March 2, 2014 at 1:10 PM
Teens today are facing a very competitive and aggressive world academically, socially, athletically and emotionally. There is more pressure than ever before to succeed in all aspects of their lives.
An article in Psychology Today even emphasized how affluent teens are more stressed and more likely to deal with substance abuse or depression than teens from lower socio-economic environments. Living in the Northeast especially, colleges have become so incredibly selective that it isn’t enough to do well on the SATs, ACTs or achieve high honors in school.
Colleges and universities are seeking students who are more “well-rounded” with various sports, community service and activities. Students are maximizing their time trying to achieve high grades and stay involved. Relaxation or fun is very often not part of the schedule. They are over scheduled, over committed and overwhelmed.
Athletics is a great way for kids to be involved, active and social but it also has become very time-consuming and hyper-competitive. Kids are encouraged to often play on a variety of teams or put in many hours of practice, in addition to their school work. There are many late nights and little free time, which can increase stress.
Popularity has become a full-time job as well. Keeping up with social events, social media and texting while trying to fit in homework and non-athletic activities leaves little downtime. Teens are over stimulated with technology that is available 24/7. The fear of failure and not keeping up with friends and acquaintances can be paralyzing for a teen. They feel the need to respond to every text, Facebook post, Instagram, Snap Chat or Vine video.
There are many signs that your child is headed down this path – sleeping difficulties, excessive irritability, tantrums or crying fits, late night homework binges, changes in motivation to be involved in things, isolating oneself and changes in eating habits.
Adults are often the ones dealing with stress and juggling responsibilities.
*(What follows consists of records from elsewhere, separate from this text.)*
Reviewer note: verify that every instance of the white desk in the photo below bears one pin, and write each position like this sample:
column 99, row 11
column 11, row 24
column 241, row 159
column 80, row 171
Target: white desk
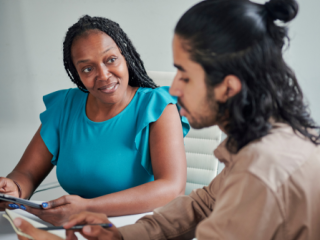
column 7, row 232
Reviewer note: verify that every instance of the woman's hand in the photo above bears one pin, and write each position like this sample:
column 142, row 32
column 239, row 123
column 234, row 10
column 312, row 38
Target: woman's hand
column 92, row 232
column 58, row 211
column 33, row 232
column 7, row 186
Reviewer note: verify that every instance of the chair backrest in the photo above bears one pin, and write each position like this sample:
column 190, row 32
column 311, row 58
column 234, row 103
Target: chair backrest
column 202, row 166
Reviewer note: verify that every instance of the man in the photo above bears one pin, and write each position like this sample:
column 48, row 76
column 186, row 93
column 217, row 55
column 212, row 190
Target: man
column 231, row 73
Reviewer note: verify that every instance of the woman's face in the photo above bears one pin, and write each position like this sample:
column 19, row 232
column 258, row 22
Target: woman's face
column 101, row 66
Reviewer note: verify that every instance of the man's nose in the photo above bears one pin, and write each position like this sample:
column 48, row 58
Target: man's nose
column 175, row 89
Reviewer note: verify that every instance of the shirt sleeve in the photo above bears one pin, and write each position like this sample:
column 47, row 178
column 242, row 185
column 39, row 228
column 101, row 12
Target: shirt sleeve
column 178, row 219
column 50, row 121
column 151, row 108
column 247, row 209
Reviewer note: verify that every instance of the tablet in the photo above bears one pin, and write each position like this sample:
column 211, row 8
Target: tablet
column 9, row 198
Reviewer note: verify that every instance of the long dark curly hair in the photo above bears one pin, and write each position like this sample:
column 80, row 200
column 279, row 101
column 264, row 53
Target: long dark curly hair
column 137, row 73
column 242, row 38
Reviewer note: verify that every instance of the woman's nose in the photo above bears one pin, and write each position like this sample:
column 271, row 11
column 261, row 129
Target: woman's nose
column 103, row 72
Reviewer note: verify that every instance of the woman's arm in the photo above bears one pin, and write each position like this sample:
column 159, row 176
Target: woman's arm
column 33, row 167
column 169, row 168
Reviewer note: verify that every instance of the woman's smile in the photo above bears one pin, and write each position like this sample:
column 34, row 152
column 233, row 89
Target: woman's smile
column 109, row 88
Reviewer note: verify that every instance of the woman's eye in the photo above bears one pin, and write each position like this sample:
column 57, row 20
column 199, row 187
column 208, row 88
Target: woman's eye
column 111, row 60
column 87, row 70
column 184, row 79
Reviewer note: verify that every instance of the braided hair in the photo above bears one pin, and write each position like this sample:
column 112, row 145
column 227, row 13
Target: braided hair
column 241, row 38
column 137, row 73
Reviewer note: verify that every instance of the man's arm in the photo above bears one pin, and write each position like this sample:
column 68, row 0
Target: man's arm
column 178, row 219
column 246, row 209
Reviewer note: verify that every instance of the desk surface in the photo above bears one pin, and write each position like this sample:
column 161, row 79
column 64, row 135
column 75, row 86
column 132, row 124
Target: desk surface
column 7, row 232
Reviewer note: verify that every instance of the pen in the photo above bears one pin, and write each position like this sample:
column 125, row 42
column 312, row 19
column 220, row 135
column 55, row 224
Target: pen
column 76, row 227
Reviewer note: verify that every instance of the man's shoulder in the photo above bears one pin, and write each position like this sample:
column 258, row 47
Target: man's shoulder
column 276, row 157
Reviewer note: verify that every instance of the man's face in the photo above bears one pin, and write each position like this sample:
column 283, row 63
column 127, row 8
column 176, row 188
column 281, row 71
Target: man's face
column 195, row 98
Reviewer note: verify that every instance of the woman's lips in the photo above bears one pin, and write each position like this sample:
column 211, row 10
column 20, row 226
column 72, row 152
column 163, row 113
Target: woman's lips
column 183, row 112
column 110, row 88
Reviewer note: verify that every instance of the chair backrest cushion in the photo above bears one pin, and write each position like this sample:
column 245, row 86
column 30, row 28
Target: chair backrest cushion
column 202, row 166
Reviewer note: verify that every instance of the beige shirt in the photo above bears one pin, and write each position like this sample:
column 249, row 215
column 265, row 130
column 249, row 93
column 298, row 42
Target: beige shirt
column 270, row 189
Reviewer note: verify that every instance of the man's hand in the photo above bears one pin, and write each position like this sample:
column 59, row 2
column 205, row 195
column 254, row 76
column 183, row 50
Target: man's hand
column 7, row 186
column 33, row 232
column 92, row 232
column 58, row 211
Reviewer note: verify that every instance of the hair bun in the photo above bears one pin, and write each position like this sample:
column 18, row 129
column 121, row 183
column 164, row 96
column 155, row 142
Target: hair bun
column 284, row 10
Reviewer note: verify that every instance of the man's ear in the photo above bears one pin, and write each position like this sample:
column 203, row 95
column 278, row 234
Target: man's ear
column 229, row 87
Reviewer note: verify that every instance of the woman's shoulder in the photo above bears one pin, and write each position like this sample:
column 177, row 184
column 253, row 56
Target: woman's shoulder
column 160, row 93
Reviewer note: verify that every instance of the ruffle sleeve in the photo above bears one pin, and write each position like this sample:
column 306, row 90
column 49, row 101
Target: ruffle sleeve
column 50, row 120
column 152, row 107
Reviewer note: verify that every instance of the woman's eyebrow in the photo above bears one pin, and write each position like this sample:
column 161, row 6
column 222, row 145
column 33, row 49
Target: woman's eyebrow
column 87, row 60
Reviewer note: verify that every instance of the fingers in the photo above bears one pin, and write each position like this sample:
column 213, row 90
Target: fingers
column 71, row 235
column 97, row 232
column 86, row 218
column 56, row 203
column 9, row 205
column 7, row 186
column 33, row 232
column 94, row 231
column 2, row 183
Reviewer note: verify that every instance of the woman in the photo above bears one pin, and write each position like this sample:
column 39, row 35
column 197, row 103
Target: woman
column 231, row 73
column 117, row 140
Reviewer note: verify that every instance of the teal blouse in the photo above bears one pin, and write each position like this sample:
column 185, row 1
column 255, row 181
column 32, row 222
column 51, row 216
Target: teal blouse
column 98, row 158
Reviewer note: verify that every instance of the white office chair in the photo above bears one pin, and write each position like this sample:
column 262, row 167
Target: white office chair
column 202, row 166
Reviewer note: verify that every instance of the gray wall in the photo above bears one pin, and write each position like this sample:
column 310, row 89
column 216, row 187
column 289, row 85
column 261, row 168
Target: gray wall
column 31, row 35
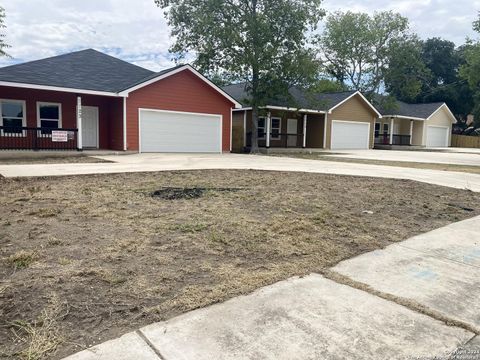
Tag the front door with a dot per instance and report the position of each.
(90, 126)
(292, 130)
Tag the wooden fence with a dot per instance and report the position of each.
(465, 141)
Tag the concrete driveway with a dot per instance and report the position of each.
(163, 162)
(470, 157)
(421, 302)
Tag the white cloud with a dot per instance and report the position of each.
(136, 30)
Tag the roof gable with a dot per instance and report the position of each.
(419, 111)
(87, 69)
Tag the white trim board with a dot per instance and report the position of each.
(176, 71)
(363, 98)
(24, 117)
(40, 103)
(97, 111)
(448, 111)
(57, 88)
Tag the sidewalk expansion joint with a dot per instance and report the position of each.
(149, 343)
(405, 302)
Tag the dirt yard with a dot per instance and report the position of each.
(85, 259)
(408, 164)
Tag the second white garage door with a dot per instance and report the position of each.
(437, 136)
(350, 135)
(168, 131)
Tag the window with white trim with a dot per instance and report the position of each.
(386, 127)
(13, 117)
(261, 128)
(276, 128)
(49, 116)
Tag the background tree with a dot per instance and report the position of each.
(356, 46)
(261, 42)
(407, 73)
(442, 59)
(3, 44)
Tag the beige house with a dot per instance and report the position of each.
(428, 125)
(343, 120)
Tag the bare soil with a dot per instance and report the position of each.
(85, 259)
(51, 160)
(408, 164)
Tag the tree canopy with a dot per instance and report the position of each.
(261, 42)
(356, 46)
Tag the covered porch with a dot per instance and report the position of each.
(398, 131)
(38, 119)
(287, 130)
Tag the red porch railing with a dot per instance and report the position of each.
(37, 138)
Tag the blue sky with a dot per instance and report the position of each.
(136, 30)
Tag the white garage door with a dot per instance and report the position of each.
(350, 135)
(168, 131)
(437, 136)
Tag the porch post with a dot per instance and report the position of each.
(411, 131)
(268, 129)
(79, 123)
(304, 131)
(391, 131)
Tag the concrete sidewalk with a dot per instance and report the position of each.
(164, 162)
(453, 157)
(439, 270)
(317, 318)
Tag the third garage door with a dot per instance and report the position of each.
(169, 131)
(350, 135)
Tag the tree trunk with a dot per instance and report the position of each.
(255, 80)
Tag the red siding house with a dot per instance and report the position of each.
(90, 100)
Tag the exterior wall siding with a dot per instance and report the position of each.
(107, 111)
(315, 125)
(183, 92)
(417, 131)
(355, 109)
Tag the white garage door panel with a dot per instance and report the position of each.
(179, 132)
(437, 136)
(350, 135)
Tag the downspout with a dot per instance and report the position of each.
(124, 124)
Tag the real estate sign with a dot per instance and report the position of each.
(59, 136)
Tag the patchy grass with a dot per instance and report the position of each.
(119, 258)
(42, 336)
(22, 259)
(51, 160)
(407, 164)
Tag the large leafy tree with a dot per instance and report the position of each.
(261, 42)
(407, 73)
(3, 44)
(356, 46)
(442, 59)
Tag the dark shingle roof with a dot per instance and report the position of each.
(298, 98)
(87, 70)
(422, 111)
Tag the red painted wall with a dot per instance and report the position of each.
(183, 91)
(110, 111)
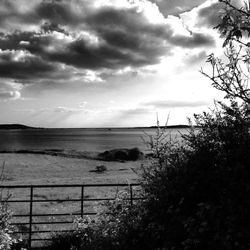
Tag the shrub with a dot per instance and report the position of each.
(198, 193)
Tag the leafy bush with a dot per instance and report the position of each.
(115, 227)
(199, 192)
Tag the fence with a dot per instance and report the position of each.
(34, 198)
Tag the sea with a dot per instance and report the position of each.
(90, 140)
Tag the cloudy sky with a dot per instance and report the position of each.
(102, 63)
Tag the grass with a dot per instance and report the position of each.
(45, 169)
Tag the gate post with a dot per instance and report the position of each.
(30, 216)
(82, 198)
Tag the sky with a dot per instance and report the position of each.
(106, 63)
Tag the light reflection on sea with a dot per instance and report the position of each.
(92, 140)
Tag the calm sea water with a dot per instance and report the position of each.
(77, 139)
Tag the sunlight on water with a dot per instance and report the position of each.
(79, 139)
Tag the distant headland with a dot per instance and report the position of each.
(23, 127)
(15, 126)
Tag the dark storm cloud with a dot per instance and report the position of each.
(175, 7)
(196, 58)
(210, 16)
(175, 103)
(124, 37)
(194, 41)
(15, 64)
(8, 95)
(57, 12)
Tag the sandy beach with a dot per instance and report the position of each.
(47, 169)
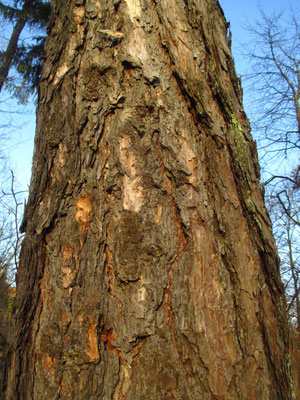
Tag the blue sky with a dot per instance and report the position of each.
(237, 12)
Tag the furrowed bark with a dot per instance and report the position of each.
(149, 269)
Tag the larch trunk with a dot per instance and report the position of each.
(149, 270)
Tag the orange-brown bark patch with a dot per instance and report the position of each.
(93, 343)
(83, 214)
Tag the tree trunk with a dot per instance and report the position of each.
(149, 270)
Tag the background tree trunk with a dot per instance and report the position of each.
(149, 269)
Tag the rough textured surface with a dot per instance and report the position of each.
(149, 268)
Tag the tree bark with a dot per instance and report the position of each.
(149, 269)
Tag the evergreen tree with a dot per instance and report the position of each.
(26, 58)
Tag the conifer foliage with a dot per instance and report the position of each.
(24, 57)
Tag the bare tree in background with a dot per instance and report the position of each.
(274, 85)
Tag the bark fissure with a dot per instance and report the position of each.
(160, 263)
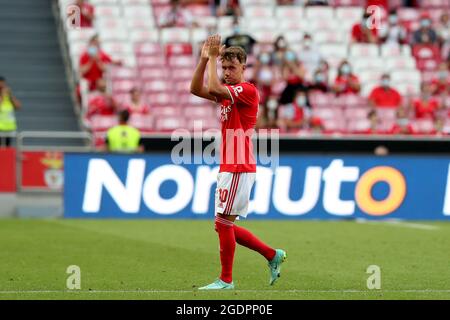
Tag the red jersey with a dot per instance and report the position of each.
(238, 118)
(425, 109)
(94, 73)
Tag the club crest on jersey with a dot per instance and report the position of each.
(224, 111)
(237, 90)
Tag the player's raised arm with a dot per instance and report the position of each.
(197, 87)
(215, 88)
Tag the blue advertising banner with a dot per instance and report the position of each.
(300, 187)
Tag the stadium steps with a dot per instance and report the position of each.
(32, 63)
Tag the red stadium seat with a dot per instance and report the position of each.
(175, 49)
(160, 99)
(148, 49)
(153, 73)
(426, 51)
(157, 86)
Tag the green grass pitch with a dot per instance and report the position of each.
(169, 259)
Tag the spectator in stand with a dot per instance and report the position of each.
(93, 63)
(425, 34)
(136, 105)
(177, 16)
(8, 105)
(280, 47)
(402, 124)
(319, 81)
(293, 73)
(316, 125)
(240, 39)
(101, 102)
(346, 82)
(123, 137)
(393, 32)
(363, 32)
(293, 115)
(309, 56)
(86, 13)
(226, 8)
(443, 31)
(425, 106)
(263, 76)
(441, 84)
(385, 96)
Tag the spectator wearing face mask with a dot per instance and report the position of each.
(393, 32)
(136, 104)
(384, 96)
(177, 16)
(280, 46)
(309, 56)
(293, 73)
(441, 84)
(240, 39)
(293, 116)
(93, 63)
(364, 32)
(101, 102)
(402, 124)
(263, 76)
(227, 8)
(425, 34)
(86, 13)
(346, 82)
(425, 106)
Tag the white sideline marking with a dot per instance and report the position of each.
(243, 291)
(399, 223)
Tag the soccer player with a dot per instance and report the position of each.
(238, 102)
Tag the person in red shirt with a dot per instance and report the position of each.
(425, 106)
(93, 63)
(441, 84)
(86, 13)
(346, 82)
(364, 32)
(402, 124)
(239, 103)
(136, 105)
(101, 102)
(384, 96)
(293, 115)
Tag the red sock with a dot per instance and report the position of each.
(227, 242)
(247, 239)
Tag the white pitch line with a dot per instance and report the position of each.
(399, 223)
(243, 291)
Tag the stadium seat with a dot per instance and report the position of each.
(399, 62)
(148, 49)
(153, 73)
(319, 13)
(137, 35)
(174, 35)
(364, 50)
(258, 11)
(289, 13)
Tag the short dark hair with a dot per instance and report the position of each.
(124, 115)
(234, 52)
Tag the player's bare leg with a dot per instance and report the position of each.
(224, 226)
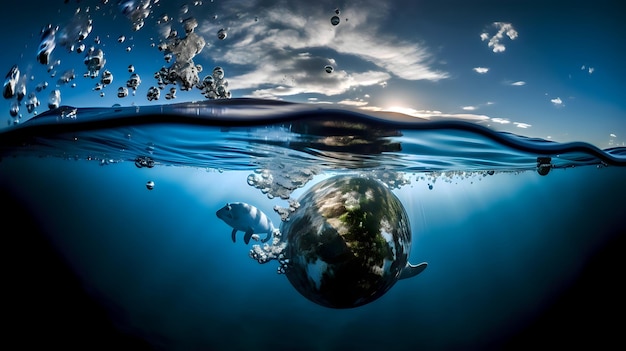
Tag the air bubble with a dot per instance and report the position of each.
(122, 92)
(10, 82)
(107, 77)
(221, 34)
(134, 81)
(54, 99)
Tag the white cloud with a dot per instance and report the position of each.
(427, 114)
(358, 102)
(500, 120)
(285, 50)
(495, 41)
(557, 101)
(481, 70)
(590, 70)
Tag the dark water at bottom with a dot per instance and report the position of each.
(93, 259)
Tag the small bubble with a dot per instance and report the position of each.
(221, 34)
(107, 77)
(10, 82)
(122, 92)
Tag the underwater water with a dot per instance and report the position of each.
(112, 212)
(312, 176)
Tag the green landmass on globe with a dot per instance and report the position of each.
(348, 243)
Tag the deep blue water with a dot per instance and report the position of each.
(94, 258)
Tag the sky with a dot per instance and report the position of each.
(552, 70)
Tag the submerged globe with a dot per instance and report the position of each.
(348, 243)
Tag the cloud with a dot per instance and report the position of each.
(557, 101)
(280, 49)
(481, 70)
(500, 120)
(495, 41)
(358, 102)
(427, 114)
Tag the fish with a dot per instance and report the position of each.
(246, 218)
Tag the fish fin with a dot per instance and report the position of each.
(246, 238)
(411, 270)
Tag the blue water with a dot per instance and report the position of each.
(516, 258)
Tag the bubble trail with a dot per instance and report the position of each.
(46, 45)
(10, 82)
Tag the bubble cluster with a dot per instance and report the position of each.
(154, 93)
(144, 161)
(273, 251)
(285, 212)
(178, 50)
(394, 180)
(281, 179)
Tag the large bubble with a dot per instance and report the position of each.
(348, 243)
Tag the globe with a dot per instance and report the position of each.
(348, 243)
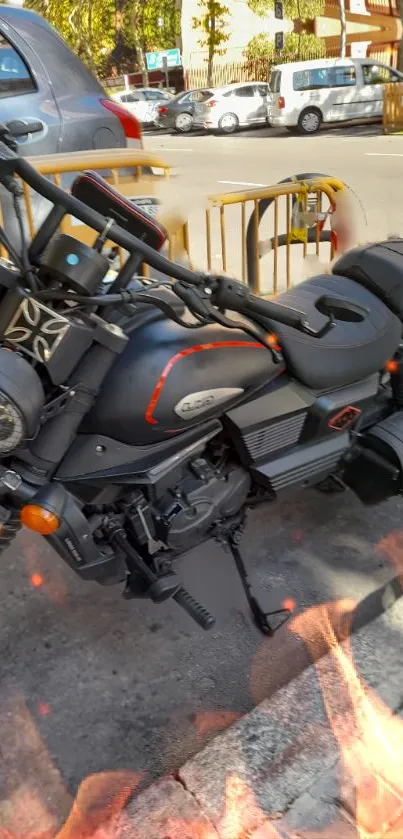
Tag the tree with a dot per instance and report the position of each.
(296, 47)
(293, 9)
(112, 32)
(87, 25)
(213, 22)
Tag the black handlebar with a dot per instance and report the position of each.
(224, 293)
(95, 220)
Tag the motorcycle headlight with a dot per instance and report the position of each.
(21, 400)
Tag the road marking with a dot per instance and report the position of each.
(167, 148)
(240, 183)
(382, 154)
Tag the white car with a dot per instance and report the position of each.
(305, 94)
(142, 102)
(233, 106)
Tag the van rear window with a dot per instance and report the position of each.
(311, 79)
(324, 77)
(275, 81)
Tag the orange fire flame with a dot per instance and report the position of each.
(369, 736)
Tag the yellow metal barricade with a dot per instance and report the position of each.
(234, 237)
(392, 108)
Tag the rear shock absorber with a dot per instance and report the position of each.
(9, 528)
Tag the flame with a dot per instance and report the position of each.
(369, 736)
(370, 739)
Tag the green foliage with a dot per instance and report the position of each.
(213, 23)
(296, 47)
(293, 9)
(97, 29)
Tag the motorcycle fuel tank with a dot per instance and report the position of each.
(170, 378)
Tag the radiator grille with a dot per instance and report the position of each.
(299, 474)
(276, 436)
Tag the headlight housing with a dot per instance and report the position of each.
(21, 400)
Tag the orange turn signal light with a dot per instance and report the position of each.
(39, 519)
(392, 366)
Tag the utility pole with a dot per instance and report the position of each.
(343, 32)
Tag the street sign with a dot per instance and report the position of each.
(155, 60)
(279, 41)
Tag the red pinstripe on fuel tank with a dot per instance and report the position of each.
(182, 354)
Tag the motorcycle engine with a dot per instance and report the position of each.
(183, 516)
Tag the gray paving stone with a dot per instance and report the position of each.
(165, 811)
(285, 745)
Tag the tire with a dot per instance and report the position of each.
(228, 123)
(309, 121)
(183, 123)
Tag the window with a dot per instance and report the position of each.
(376, 74)
(129, 97)
(245, 92)
(275, 81)
(15, 77)
(313, 79)
(199, 95)
(342, 76)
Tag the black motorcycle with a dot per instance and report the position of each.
(141, 419)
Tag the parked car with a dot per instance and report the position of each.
(178, 113)
(142, 102)
(51, 100)
(233, 106)
(305, 94)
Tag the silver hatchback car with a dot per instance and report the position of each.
(233, 106)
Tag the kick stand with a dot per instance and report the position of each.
(260, 617)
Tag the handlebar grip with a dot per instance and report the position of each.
(97, 222)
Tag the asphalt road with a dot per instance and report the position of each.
(112, 684)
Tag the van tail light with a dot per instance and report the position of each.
(128, 121)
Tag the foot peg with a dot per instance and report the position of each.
(142, 582)
(260, 617)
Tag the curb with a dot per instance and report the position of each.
(276, 768)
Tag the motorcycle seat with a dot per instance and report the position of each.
(379, 268)
(365, 336)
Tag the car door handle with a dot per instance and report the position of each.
(20, 127)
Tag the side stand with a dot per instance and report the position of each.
(260, 617)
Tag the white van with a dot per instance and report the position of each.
(304, 94)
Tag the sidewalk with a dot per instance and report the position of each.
(277, 772)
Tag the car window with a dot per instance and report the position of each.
(154, 95)
(312, 79)
(376, 74)
(198, 95)
(15, 77)
(342, 76)
(245, 92)
(275, 81)
(131, 97)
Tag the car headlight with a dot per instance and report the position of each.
(21, 400)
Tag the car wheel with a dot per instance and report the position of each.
(228, 123)
(184, 123)
(309, 121)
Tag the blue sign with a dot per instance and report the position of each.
(155, 60)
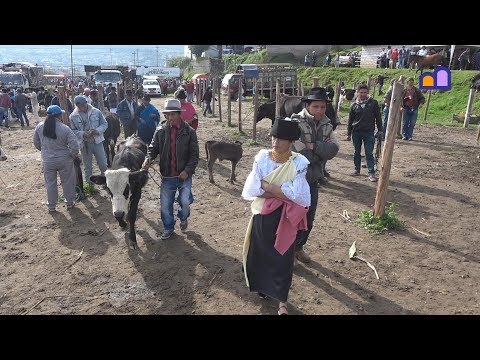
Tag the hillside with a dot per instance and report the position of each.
(442, 104)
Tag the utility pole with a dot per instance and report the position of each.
(71, 58)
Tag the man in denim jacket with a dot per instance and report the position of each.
(88, 125)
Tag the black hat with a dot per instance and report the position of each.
(286, 129)
(180, 94)
(316, 94)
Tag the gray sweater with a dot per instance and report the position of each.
(64, 146)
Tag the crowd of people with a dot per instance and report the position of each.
(283, 184)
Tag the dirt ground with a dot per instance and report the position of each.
(79, 262)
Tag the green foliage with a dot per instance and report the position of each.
(198, 49)
(375, 224)
(284, 58)
(442, 104)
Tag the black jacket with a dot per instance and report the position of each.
(187, 148)
(364, 119)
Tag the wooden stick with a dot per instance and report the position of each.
(214, 276)
(369, 265)
(76, 260)
(421, 232)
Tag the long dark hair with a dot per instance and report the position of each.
(49, 126)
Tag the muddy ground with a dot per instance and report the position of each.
(79, 262)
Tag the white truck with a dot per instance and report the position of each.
(104, 77)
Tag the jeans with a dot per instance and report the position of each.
(99, 152)
(168, 190)
(386, 110)
(409, 120)
(22, 114)
(368, 138)
(208, 108)
(4, 115)
(302, 235)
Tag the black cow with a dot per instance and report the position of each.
(290, 105)
(125, 181)
(223, 151)
(3, 156)
(111, 135)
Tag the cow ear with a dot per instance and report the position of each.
(98, 179)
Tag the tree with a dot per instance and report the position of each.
(197, 50)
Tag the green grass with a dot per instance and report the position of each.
(378, 224)
(442, 104)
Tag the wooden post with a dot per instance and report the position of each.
(240, 80)
(277, 98)
(62, 98)
(270, 74)
(229, 105)
(261, 86)
(468, 112)
(337, 98)
(214, 91)
(387, 151)
(101, 104)
(426, 106)
(219, 101)
(255, 111)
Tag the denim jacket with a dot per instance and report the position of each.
(96, 121)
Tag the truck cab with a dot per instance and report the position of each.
(104, 77)
(14, 79)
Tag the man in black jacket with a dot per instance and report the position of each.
(364, 114)
(177, 144)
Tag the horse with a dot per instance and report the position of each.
(422, 62)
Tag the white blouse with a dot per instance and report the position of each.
(296, 190)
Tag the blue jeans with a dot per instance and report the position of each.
(368, 138)
(88, 151)
(168, 190)
(302, 235)
(409, 120)
(386, 110)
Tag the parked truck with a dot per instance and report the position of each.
(266, 75)
(21, 74)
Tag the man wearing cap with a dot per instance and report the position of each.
(89, 124)
(364, 114)
(20, 102)
(318, 144)
(281, 196)
(147, 120)
(59, 147)
(189, 114)
(126, 111)
(177, 144)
Society’s expectations have now caused a new younger generation to deal with it as well. Adolescents are not equipped to handle stress and don’t have the coping mechanisms necessary to manage it appropriately. Stress can manifest itself in many ways and if it is ignored, it can lead to more serious problems. Eating disorders, substance abuse, depression, cutting, anxiety and panic attacks are all often the result of feelings of being overwhelmed, hopeless, and fear of failing.
It is important to consistently check in with your teen and see how they are feeling about their schedules and if they have enough time to accomplish all of their tasks without feeling overwhelmed. Support, encouragement and possibly restricting the activities may be necessary, if you notice signs of stress. Although school work takes precedence, there has to be time for some fun.
Movies, listening to music, family time and hanging out with friends are ways teens can unplug and have time for some laughs. Prioritize with your child what is important and limit the activities to one or two each marking period, based on time commitment.
Time management can be a struggle at first but if your child can organize their time on a schedule that works for them, the routine will allow for realistic expectations as well as knowledge of what each day holds and honoring the commitment they made with a full effort. Learning to balance responsibilities and relaxation is the key to a happy and successful path into adulthood.